NYSE • USD • INDUSTRIALS • AEROSPACE & DEFENSE
Current price is 61.1% of 52-week range
Last updated 23 days ago
Huntington Ingalls is the essential U.S. prime for nuclear aircraft carriers and a key builder of submarines and amphibious ships, giving it a durable moat built on specialized labor, regulated yards, and long-cycle Navy programs. The $48.7B backlog exiting 2024 and backlog that expanded to about $55.7B by 3Q25 support multi-year revenue visibility, while Mission Technologies adds higher-tech services and unmanned systems exposure. The recent “physical AI” welding/automation partnership is strategically sound because throughput and rework, not demand, are the binding constraints in shipbuilding.
Financially, execution improved meaningfully: 2025 segment operating income rose to $717M with a 5.7% segment operating margin versus 5.0% in 2024, and free cash flow rebounded to about $800M (vs. ~$40M in 2024), indicating better program performance and working-capital capture. Full-year 2025 EPS was reported at about $15.39, but valuation is harder to pin down because widely cited P/E and market-cap figures vary across sources and dates, so coverage is limited on a single “current” multiple. The dividend is $1.38 quarterly ($5.52 annualized), modestly yielding around ~1.3% near late-February 2026 pricing.
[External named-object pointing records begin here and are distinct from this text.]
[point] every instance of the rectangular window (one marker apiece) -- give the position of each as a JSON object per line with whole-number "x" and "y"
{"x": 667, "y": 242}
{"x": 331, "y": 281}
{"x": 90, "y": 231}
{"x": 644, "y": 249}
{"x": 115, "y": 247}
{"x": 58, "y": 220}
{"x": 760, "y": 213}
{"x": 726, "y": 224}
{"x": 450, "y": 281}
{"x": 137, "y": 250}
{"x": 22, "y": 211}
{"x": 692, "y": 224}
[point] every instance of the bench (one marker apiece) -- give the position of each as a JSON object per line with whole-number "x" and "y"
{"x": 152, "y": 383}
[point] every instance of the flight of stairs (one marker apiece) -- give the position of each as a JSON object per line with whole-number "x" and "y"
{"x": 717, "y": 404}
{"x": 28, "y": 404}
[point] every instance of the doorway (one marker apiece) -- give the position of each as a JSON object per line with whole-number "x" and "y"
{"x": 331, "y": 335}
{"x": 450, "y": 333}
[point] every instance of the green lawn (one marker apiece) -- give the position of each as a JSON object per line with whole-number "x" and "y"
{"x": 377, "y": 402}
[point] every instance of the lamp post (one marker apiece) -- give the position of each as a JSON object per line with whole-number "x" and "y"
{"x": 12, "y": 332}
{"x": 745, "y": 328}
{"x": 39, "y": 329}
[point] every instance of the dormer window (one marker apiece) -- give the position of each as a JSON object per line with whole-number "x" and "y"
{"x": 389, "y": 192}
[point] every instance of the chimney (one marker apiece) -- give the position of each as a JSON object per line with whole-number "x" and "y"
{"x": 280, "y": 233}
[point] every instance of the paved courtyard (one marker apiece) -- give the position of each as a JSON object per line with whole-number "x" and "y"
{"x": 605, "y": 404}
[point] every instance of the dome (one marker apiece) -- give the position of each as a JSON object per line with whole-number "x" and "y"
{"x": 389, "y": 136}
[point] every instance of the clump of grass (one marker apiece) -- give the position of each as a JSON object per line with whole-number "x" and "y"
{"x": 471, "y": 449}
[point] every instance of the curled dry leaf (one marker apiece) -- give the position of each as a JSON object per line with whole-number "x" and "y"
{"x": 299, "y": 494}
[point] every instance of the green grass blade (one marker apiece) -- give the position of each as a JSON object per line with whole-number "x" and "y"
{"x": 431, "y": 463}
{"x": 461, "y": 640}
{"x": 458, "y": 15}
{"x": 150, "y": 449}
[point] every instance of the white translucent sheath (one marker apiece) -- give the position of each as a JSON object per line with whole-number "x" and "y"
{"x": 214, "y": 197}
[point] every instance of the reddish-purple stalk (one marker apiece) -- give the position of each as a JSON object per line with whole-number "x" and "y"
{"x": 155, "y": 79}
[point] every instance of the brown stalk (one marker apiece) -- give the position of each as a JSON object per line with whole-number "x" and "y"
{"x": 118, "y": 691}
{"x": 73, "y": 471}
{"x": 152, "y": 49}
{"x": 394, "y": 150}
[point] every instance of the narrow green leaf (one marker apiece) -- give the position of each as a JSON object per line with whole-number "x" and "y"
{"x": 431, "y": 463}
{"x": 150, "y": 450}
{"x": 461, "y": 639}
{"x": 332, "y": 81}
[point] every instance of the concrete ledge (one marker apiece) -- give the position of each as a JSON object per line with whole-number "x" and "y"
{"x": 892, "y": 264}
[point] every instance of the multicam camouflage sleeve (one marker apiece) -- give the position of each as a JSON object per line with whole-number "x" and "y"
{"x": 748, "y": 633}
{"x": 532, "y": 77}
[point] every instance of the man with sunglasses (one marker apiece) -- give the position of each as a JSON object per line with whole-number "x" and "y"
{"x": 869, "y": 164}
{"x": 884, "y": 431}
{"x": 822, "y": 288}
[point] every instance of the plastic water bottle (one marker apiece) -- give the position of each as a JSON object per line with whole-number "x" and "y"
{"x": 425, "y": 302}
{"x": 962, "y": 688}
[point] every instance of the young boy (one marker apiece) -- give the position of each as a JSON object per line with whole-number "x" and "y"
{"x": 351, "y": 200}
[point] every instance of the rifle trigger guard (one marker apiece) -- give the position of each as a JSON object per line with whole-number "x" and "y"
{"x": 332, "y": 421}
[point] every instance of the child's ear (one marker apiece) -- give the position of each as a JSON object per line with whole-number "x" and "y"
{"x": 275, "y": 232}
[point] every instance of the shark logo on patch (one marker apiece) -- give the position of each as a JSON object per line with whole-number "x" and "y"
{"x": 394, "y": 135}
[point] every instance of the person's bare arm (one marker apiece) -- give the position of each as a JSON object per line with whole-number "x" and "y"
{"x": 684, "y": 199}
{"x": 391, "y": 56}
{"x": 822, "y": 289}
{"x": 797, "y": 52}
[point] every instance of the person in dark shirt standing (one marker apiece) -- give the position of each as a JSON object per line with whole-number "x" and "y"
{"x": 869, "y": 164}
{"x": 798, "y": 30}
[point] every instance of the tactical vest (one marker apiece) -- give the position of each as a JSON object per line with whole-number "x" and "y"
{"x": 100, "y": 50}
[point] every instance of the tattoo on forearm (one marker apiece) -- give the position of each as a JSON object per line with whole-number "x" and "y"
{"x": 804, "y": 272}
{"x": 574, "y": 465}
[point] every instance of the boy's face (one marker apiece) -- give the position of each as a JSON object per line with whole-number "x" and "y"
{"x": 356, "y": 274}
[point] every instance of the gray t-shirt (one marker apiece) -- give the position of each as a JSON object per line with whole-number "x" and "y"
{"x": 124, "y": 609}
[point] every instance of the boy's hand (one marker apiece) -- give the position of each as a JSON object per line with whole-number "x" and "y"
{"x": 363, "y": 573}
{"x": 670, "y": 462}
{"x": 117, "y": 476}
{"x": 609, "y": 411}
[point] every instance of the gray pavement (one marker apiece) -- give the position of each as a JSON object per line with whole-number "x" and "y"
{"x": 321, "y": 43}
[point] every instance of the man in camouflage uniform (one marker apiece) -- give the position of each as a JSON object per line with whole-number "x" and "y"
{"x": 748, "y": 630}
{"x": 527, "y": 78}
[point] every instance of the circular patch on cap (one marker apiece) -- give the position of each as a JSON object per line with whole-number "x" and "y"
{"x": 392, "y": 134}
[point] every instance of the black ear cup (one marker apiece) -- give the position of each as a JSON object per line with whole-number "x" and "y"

The 12-month setup hinges on whether HII sustains margin/FCF normalization as it ramps complex work (notably carriers/subs) and invests in yard productivity; management’s 2026 outlook calls for shipbuilding revenue of roughly $9.7–$9.9B and Mission Technologies revenue of $3.0–$3.2B, with 2026 free cash flow guided lower than 2025 (around $500–$600M). Key catalysts are continued favorable contract award/funding cadence and measurable throughput gains from process automation; key risks are quarterly volatility from working-capital swings, labor availability, and any unfavorable contract adjustments on fixed-price work.
Recommendation: HOLD. Improving execution and deep backlog support the business, but near-term free-cash-flow step-down guidance and program/working-capital volatility make risk-reward less asymmetric at today’s less clearly “cheap” valuation.